A medida de exploração da Babilônia foi tomada pelo governo depois que mais de 160 turistas, de 16 países diferentes, visitaram o local entre 2009 e 2010. Para o porta-voz do ministério do turismo do Iraque, Abdul Zhara al-Talaqani, o número é alto se considerada a situação de risco e violência pela qual o país passa atualmente. "Este fato é um bom indicador de quão importante o turismo é no Iraque e quanto potencial ela possui para o futuro", falou à CNN.

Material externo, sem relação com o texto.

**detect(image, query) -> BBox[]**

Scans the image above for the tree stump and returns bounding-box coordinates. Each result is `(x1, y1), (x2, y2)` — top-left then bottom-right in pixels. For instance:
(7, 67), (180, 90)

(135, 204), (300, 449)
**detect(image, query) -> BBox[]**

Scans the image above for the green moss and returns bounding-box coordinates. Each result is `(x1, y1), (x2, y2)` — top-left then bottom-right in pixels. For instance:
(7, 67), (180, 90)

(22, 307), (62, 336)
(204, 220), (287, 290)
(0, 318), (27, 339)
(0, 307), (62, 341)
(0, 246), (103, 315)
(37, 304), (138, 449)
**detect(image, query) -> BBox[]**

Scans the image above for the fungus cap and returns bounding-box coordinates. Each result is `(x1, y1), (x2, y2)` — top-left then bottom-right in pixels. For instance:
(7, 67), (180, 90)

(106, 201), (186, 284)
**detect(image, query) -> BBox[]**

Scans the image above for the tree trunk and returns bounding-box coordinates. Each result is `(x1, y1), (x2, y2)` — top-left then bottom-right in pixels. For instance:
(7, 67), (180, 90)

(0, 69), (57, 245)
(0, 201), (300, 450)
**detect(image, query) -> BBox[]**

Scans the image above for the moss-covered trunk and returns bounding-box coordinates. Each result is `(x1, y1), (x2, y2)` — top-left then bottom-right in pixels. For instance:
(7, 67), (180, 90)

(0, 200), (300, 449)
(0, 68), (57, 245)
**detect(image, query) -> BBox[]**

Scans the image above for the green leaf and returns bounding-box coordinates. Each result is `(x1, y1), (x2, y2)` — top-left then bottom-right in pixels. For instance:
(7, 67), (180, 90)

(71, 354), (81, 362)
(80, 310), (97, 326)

Em 2011, o departamento de estado dos EUA deram ao governo local cerca de US$ 2 milhões para ajudar da restauração de estruturas danificadas por causa da invasão, em 2003. Mas o problema, para Allen, é mais profundo. Segundo ele, o local sobre com um nível de degradação elevado, com grande quantidade de água corrosiva debaixo de suas estruturas.
Al-Talaqani afirmou esperar, no entanto, que a Babilônia tenha um papel fundamental na recolocação do Iraque no mapa de turismo internacional. O primeiro passo já foi dado: dentro dos próximos meses, a cidade deve iniciar a construção de um aeroporto local.